Adalet Bakanlığı Kararı Temyiz Etti
İlk derece mahkemesi tarafından kesin olarak verilen bu karar, Adalet Bakanlığı tarafından kanun yararına temyiz edildi. Bakanlık, aile hekimlerinin hasta bireylerden herhangi bir ücret talep edemediklerini, dolayısıyla işveren olarak değerlendirilemeyeceklerini belirtti. Temyiz dilekçesinde, aile sağlığı merkezlerinde çalışan personelin asıl işvereninin Sağlık Bakanlığı olduğu savunuldu.
Yargıtay: İşveren Sağlık Bakanlığıdır
Dosya üzerinde yapılan incelemede Yargıtay, aile hekimlerine yapılan ödemelerin içerisinde temizlik, sekreterya ve diğer hizmet giderlerinin de bulunduğunu vurguladı. Bu nedenle aile sağlığı merkezlerinde çalışan personelin işvereni olarak Sağlık Bakanlığı’nın kabul edilmesi gerektiğine hükmetti.

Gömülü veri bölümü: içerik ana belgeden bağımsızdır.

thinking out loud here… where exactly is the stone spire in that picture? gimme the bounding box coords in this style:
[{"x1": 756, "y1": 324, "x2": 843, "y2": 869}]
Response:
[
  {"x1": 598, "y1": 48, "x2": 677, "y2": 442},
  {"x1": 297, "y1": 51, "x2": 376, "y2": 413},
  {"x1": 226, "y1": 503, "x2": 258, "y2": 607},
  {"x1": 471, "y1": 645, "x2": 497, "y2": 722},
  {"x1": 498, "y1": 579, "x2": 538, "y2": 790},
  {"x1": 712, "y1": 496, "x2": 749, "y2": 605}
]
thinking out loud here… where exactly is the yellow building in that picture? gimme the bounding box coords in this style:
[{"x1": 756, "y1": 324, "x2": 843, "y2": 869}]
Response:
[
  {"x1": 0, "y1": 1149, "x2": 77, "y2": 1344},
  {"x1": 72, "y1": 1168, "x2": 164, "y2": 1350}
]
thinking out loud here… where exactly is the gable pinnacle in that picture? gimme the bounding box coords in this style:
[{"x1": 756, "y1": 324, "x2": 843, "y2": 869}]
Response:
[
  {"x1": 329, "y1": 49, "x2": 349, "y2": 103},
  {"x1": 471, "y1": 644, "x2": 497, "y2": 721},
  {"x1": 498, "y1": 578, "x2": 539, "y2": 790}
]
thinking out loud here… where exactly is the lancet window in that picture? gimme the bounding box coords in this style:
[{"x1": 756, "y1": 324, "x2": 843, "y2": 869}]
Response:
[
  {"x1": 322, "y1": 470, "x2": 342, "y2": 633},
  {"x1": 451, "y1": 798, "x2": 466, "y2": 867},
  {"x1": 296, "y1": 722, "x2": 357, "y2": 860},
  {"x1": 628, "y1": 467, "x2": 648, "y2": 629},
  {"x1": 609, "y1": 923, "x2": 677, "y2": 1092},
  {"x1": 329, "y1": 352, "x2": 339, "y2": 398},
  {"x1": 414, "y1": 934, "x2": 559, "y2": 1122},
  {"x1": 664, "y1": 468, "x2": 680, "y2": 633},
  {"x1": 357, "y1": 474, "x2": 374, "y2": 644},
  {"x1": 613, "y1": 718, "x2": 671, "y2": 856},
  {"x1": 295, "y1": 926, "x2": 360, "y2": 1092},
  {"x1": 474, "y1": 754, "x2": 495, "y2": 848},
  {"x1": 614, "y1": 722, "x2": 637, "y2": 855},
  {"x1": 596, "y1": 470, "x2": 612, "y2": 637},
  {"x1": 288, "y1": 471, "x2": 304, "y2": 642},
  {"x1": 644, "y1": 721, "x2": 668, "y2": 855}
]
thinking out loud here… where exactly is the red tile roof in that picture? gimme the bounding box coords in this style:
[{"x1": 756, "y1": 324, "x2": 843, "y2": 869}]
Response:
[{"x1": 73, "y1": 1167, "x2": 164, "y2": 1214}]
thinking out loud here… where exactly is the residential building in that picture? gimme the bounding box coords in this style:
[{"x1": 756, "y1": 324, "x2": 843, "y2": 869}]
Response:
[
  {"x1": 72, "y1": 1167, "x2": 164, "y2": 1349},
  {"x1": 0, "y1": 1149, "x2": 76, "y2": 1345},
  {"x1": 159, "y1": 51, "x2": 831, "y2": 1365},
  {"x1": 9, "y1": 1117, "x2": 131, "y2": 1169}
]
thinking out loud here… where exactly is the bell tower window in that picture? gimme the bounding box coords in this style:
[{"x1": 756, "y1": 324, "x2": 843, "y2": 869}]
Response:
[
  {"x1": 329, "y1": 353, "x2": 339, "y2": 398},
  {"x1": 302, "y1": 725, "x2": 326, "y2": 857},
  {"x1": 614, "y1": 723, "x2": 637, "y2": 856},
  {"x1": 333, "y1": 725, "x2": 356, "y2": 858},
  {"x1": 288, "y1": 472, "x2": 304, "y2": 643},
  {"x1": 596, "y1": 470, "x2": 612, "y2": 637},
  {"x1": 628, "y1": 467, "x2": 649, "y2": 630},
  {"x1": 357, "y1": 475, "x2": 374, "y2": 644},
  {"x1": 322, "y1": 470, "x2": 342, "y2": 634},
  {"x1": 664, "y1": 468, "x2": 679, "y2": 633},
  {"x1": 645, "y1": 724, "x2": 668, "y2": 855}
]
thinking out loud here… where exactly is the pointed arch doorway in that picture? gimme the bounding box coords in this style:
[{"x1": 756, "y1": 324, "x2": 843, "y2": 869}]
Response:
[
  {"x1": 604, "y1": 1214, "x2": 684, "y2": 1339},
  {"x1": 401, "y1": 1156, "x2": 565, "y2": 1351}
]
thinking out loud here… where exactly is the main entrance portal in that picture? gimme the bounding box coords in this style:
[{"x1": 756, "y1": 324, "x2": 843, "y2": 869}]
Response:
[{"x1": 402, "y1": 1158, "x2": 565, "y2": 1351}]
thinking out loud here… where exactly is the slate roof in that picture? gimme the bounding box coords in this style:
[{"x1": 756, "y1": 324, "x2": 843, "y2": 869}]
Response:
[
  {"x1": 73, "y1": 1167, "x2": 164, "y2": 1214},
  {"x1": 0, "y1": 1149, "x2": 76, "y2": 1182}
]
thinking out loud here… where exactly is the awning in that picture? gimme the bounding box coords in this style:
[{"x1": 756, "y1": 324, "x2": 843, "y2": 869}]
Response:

Kararda şu ifadelere yer verildi:
“Aile hekimleri, hizmet verdikleri kişilerden doğrudan bir ücret almadıkları için işveren olarak kabul edilemezler. Sağlık Bakanlığı tarafından yapılan ödemeler, aile sağlığı merkezlerinde çalıştırılan personelin mali yükünü de kapsamaktadır. Dolayısıyla işçilerin asıl işvereni Sağlık Bakanlığıdır. Bu durumda mahkeme, davanın esasını incelemeli ve pasif husumet nedeniyle reddetmemelidir.”
Karar Emsal Niteliğinde
Yargıtay, yerel mahkemenin kararını kanun yararına bozarak, aile sağlığı merkezi çalışanlarının işvereninin Sağlık Bakanlığı olduğunu kesinleştirdi. Bu kararın, benzer davalar için yol gösterici olacağı ve aile sağlığı merkezlerinde çalışan işçiler için önemli bir emsal teşkil edebileceği belirtiliyor.